At present, metastatic bone involvement is usually assessed using bone scintigraphy, which has a high sensitivity but a poor specificity. The objective of our study was to compare the sensibility of the 2-deoxy-2-[18F] fluoro-d-glucose positron emission tomography/computed tomography (F-18 FDG PET/CT) for the detection of bone metastasis in patients with non-small-cell lung cancer (NSCLC) whose technetium 99m methylenediphosphonate (Tc-99m MDP) bone scans were absolutely normal.

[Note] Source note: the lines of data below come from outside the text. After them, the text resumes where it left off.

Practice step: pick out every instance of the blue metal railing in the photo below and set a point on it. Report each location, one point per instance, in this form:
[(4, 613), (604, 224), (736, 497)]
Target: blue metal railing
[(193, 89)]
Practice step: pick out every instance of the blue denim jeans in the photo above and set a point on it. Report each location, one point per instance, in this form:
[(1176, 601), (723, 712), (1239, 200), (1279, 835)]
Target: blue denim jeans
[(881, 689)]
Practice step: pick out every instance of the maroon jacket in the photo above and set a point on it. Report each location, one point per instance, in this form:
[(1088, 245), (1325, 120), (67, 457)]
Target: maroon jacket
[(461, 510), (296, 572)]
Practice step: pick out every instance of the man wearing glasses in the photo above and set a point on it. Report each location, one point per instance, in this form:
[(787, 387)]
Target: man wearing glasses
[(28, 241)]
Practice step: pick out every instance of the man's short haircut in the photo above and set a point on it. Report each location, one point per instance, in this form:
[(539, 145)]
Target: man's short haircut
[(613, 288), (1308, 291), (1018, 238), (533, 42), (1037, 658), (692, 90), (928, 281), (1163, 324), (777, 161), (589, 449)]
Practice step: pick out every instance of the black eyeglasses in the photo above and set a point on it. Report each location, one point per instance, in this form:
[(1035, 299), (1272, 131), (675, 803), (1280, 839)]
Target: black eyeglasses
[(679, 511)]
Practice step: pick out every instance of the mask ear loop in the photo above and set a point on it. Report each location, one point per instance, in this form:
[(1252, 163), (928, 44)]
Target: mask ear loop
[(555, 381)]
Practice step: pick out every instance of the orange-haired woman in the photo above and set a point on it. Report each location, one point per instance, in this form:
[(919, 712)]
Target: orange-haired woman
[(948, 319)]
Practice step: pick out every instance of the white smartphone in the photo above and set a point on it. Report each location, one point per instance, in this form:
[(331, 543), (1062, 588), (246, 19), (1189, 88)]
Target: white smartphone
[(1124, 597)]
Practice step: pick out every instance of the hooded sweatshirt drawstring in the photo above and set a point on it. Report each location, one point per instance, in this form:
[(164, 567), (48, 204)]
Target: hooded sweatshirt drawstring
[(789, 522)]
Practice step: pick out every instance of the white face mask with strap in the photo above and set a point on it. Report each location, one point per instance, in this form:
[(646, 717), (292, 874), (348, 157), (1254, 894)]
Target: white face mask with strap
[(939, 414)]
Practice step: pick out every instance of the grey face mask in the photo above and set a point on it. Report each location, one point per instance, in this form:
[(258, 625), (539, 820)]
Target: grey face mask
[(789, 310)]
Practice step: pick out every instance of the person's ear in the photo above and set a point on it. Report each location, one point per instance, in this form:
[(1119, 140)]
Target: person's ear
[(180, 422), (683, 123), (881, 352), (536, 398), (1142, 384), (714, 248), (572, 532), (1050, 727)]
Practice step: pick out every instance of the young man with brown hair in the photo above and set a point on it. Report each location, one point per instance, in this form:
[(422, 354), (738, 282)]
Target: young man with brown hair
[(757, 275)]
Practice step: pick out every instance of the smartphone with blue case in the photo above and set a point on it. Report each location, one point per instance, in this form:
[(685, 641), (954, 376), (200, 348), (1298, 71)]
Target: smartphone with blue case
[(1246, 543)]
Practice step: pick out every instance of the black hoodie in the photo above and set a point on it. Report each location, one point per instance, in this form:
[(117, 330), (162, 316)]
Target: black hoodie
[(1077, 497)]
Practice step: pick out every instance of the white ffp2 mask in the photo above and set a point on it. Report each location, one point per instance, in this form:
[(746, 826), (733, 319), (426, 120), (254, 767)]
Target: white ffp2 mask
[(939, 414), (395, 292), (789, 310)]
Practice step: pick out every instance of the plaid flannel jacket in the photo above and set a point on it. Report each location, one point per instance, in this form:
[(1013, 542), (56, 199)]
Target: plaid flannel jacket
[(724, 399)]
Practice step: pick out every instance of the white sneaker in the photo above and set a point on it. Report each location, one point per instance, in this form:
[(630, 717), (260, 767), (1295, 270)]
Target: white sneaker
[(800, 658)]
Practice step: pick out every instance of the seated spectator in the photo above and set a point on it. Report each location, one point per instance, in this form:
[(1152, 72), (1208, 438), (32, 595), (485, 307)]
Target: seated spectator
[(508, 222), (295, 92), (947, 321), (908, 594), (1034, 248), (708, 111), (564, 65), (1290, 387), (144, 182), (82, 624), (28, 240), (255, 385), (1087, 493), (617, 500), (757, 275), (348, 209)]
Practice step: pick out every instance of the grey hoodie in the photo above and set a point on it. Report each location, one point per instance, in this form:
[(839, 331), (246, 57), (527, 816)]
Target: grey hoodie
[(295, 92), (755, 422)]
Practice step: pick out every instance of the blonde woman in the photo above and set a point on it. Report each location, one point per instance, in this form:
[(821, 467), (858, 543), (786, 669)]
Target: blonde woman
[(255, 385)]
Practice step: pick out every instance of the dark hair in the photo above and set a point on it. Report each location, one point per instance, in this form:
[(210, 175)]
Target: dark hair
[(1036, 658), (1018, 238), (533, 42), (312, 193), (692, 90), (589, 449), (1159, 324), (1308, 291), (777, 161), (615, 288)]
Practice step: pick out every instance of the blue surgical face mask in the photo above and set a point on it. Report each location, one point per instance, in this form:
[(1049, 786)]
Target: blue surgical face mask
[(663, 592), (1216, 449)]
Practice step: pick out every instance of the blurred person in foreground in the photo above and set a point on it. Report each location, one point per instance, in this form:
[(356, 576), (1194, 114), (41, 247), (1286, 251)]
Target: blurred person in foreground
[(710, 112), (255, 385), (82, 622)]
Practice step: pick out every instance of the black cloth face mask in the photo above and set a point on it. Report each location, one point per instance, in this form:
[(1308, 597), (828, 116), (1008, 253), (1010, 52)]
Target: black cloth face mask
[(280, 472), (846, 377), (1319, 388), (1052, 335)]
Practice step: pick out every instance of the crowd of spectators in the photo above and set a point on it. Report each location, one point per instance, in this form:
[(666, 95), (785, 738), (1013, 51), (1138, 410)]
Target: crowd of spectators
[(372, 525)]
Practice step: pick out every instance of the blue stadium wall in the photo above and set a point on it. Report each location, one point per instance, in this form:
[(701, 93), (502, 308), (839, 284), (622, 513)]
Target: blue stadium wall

This study based on the retrospective analysis of 95 consecutive patients with histologically proven NSCLC who underwent F-18 FDG PET/CT and Tc-99m MDP bone scan at the Eskişehir Osmangazi University School of Medicine, Department of Nuclear Medicine between November 2006 and October 2008. Nineteen patients (19 of 95, 20%) with absolutely normal Tc-99m bone scan versus multiple high-grade F-18 FDG avid bony metastases on F-18 FDG PET/CT were selected for the review. Their ages ranged from 46 to 73 years (15 males and four females; mean: 57.2 years). Nine patients had squamous cell carcinoma, six had adenocarcinoma, three had large cell carcinoma and one had adenosquamous cell carcinoma. Tc-99m MDP bone scan that did not reveal bony abnormalities or radiotracer uptake was characteristic of benign disease (defined as absolutely normal) in these patients. Whereas, F-18 FDG PET/CT not only showed extremely disseminated heterogeneous nest-like high-grade FDG avid metastatic foci within the marrow cavity of the upper and lower thoracic spine, lumbar spine, pelvis, rib cages and bilateral proximal long bones, but also showed disseminated osteolytic bony metastases in these areas. Discordant findings of skeletal metastasis between Tc-99m MDP bone scans and F-18 FDG PET/CT imaging may be seen in 20% of the patients with NSCLC. F-18 FDG PET/CT could detect metastatic bone involvement more accurately than bone scintigraphy. Bone scans are insensitive to early bone marrow neoplastic infiltration. Assessment of glucose metabolism with FDG PET/CT can represent a more powerful tool to detect early bone metastases in lung cancer than with traditional bone scans.